Fortunately, the most extreme scintillation index in our work, 25%, implies a phase variance on the Fresnel scale of less than 0.1 rad $^2$ (Equation (6)) which is significant, but would have limited effects in the image plane except for strong sources. Nonetheless, more extended climatology of the small-scale structure in the ionosphere above the Murchison Radio Observatory, as well as more detailed observations to characterise its properties, may be useful in assessing the impact of these irregularities on future instruments such as the SKA-low and guiding future mitigation strategies.

5.3 Future work

We have limited our analysis to a straightforward comparison of median ionospheric scintillation index to existing per-observations metrics of ionospheric activity derived from the same data. Now that variability images have been generated for all these observations, more in-depth investigations would be possible using these data, such as breaking the field of view into subfields for a finer comparison of the refractive shifts and scintillation indices. The refractive shift data, in particular, is an extremely rich dataset which we have averaged down to two numbers per observation. If the distance to the irregularities is known (which can be determined by parallax: Loi et al. 2015c) then these 2D fields of ionospheric gradients allow the structure function of the ionosphere to be determined from the separation of the closest detected sources (a few km) up to the field of view ( ${\sim}100$ km). Ionospheric scintillation provides a measurement on the smallest scale, with the approach of Rioja & Dodson (2022) potentially providing information on intermediate scales.

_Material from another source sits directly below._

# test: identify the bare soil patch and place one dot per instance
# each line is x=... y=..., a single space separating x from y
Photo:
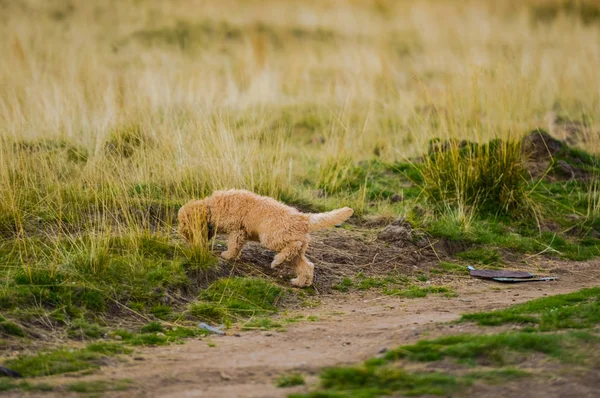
x=350 y=328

We note that we have not used the full MWA for our scintillation analysis, but only a compact subarray of 36/128 elements. This demonstrates that ionospheric scintillation measurements could be made by instruments with much shorter baselines and less collecting area than the full MWA. For example, SKA-low prototype stations, co-located with the MWA could measure ionospheric scintillation with the significant advantage of all-sky coverage (Sokolowski et al. 2021).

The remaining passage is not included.